Why do Humans Keep Making the Wrong Choices

We all know that our preoccupation with economic growth is burning too much fossil fuels, cutting down too many trees, over-fishing our oceans, making wildlife extinct and millions of other problems, yet very few of us are altering how we live our lives.

  • I like to travel, even though I know air travel is incredibly destructive to the planet.
  • I want to buy new electronics, while knowing that underpaid workers on the other side of the world are committing suicide in factories making those components.
  • I choose to buy inexpensive clothing even though workers, often children, in countries like Bangladesh have died to keep costs low.
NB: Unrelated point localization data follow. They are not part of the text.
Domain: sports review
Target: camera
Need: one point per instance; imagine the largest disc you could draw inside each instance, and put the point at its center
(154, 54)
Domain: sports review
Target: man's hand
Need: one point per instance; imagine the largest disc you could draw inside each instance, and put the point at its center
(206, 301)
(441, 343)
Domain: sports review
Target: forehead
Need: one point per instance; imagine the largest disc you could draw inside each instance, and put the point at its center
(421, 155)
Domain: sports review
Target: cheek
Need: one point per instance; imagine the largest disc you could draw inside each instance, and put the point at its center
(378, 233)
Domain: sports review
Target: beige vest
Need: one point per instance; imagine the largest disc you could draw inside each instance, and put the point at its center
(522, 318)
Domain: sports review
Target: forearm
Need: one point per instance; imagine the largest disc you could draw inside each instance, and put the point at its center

Our everyday decisions, my everyday decisions, have an impact on this one and only planet we inhabit.

We may not think about it very often, but I think we all know that how we live is destructive, yet as a whole, we are not really altering our lifestyles. We continue to consume, pollute and waste more every year. In fact, the health of our countries is measured primarily by economic growth. We don’t seem to value any other measures.

It really doesn’t make sense to me.

Isn’t there a better way?

What if the smartest people in Silicon Valley or on Wall Street dedicated their lives to solving the world’s most pressing social problems? We don’t need more iPhone games or financial derivatives. Sure those things make more money than providing education and food to the poorest in the world, but is making lots of money on socially useless businesses really the best that humans are capable of?

What if more of us focused on making the biggest contribution we could?

  • Instead of watching TV every night, we could volunteer our time.
  • Instead of buying that new SUV, we could decide to bicycle more and use public transportation.
  • Instead of short weekend vacations to Las Vegas or Mexico, we could spend time in our communities.

Wouldn’t those types of activities make us better humans?

Our excessive consumption has made us fat, lazy and stupid. If consumption doesn’t make us better humans, what does?

Special thanks to Chris Kirkland of HoboCEO and ArtWeb for having these crazy conversations with me.